Thats right, that was what Michael and Sven implemented when they did
a Mach emulation for L3 (the precursor of L4). Michael mentioned it
some weeks ago and there is a paper on our web sites about it
(http://os.inf.tu-dresden.de/~hohmuth/dir/pub).

> Nice idea. A few potential drawbacks is
> that
> 
> 1. Transfer of port-rights gets more complicated. In particular the
>    transfer of receive rights becomes more difficult. Does the hurd
>    ever need transfer of receive rights?

Sure you would have to contact the owner of the port to transfer a
send right. How often does this happen? I assume it happens in a fork()
scenario. And the main question is: Does Hurd actually use the
possibility to transfer receive rights?

> 2. You get a lot more parties that are interested in task death
>    events. The task server to keep track of all subscriptions. 
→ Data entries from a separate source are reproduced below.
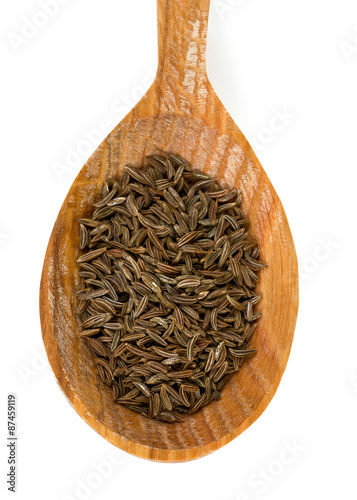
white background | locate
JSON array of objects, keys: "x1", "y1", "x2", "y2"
[{"x1": 0, "y1": 0, "x2": 357, "y2": 500}]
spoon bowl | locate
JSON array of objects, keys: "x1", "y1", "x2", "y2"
[{"x1": 40, "y1": 0, "x2": 298, "y2": 462}]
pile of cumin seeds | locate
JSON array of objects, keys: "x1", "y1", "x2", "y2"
[{"x1": 77, "y1": 154, "x2": 266, "y2": 422}]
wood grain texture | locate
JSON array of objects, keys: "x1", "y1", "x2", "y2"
[{"x1": 40, "y1": 0, "x2": 298, "y2": 462}]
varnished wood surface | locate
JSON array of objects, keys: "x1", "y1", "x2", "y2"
[{"x1": 40, "y1": 0, "x2": 298, "y2": 462}]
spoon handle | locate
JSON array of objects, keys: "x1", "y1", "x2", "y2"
[{"x1": 157, "y1": 0, "x2": 210, "y2": 111}]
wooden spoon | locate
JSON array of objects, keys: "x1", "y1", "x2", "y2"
[{"x1": 40, "y1": 0, "x2": 298, "y2": 462}]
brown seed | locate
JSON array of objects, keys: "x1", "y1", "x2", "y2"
[{"x1": 76, "y1": 155, "x2": 265, "y2": 423}]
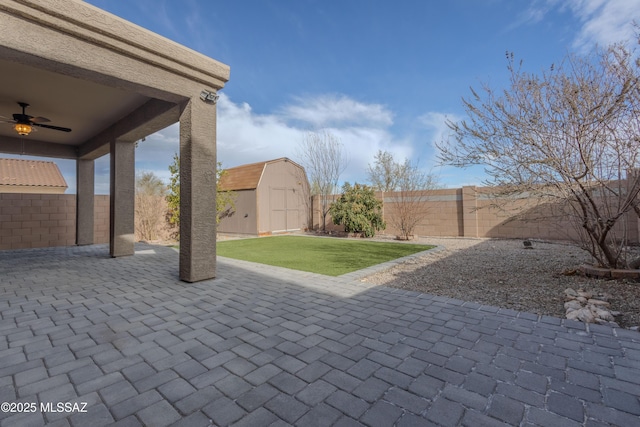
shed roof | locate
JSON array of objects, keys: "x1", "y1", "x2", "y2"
[
  {"x1": 0, "y1": 159, "x2": 68, "y2": 188},
  {"x1": 220, "y1": 157, "x2": 302, "y2": 191}
]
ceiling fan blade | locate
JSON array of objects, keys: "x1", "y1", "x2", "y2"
[
  {"x1": 31, "y1": 123, "x2": 71, "y2": 132},
  {"x1": 29, "y1": 117, "x2": 51, "y2": 123}
]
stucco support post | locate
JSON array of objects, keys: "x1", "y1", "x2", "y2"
[
  {"x1": 109, "y1": 140, "x2": 135, "y2": 257},
  {"x1": 180, "y1": 97, "x2": 216, "y2": 282},
  {"x1": 76, "y1": 159, "x2": 95, "y2": 245},
  {"x1": 462, "y1": 186, "x2": 478, "y2": 237}
]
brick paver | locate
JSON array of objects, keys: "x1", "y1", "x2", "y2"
[{"x1": 0, "y1": 244, "x2": 640, "y2": 427}]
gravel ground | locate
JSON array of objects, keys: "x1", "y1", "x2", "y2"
[{"x1": 365, "y1": 237, "x2": 640, "y2": 328}]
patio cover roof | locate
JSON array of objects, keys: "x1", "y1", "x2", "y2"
[{"x1": 0, "y1": 0, "x2": 229, "y2": 281}]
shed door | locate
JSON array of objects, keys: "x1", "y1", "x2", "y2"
[{"x1": 269, "y1": 187, "x2": 300, "y2": 232}]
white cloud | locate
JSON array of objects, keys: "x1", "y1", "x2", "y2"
[
  {"x1": 282, "y1": 94, "x2": 393, "y2": 128},
  {"x1": 218, "y1": 94, "x2": 413, "y2": 182},
  {"x1": 62, "y1": 93, "x2": 418, "y2": 194},
  {"x1": 568, "y1": 0, "x2": 640, "y2": 50},
  {"x1": 418, "y1": 111, "x2": 462, "y2": 149}
]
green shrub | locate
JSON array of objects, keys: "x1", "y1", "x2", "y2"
[{"x1": 329, "y1": 182, "x2": 387, "y2": 237}]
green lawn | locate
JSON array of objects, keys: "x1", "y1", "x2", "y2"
[{"x1": 217, "y1": 236, "x2": 434, "y2": 276}]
How many servers are there? How often are tasks created and destroyed
compared to the number of ipc which would have to go through the port
server?

> So far, I've been thinking of delegation (i.e. transfer of send
> rights) as something that is under complete control of whoever wants
> to give a way a right, and that the receiver should not care (or
> even know) that delegation has taken place. That information hiding
> is possible with the central port-rights server, but not in the
> distributed model.

Is that information hiding a requirement or just nice to have? If it
is required you need the port server, if not...

Jean
-- 
I get up each morning, gather my wits.
Pick up the paper, read the obits.
if I'm not there I know I'm not dead.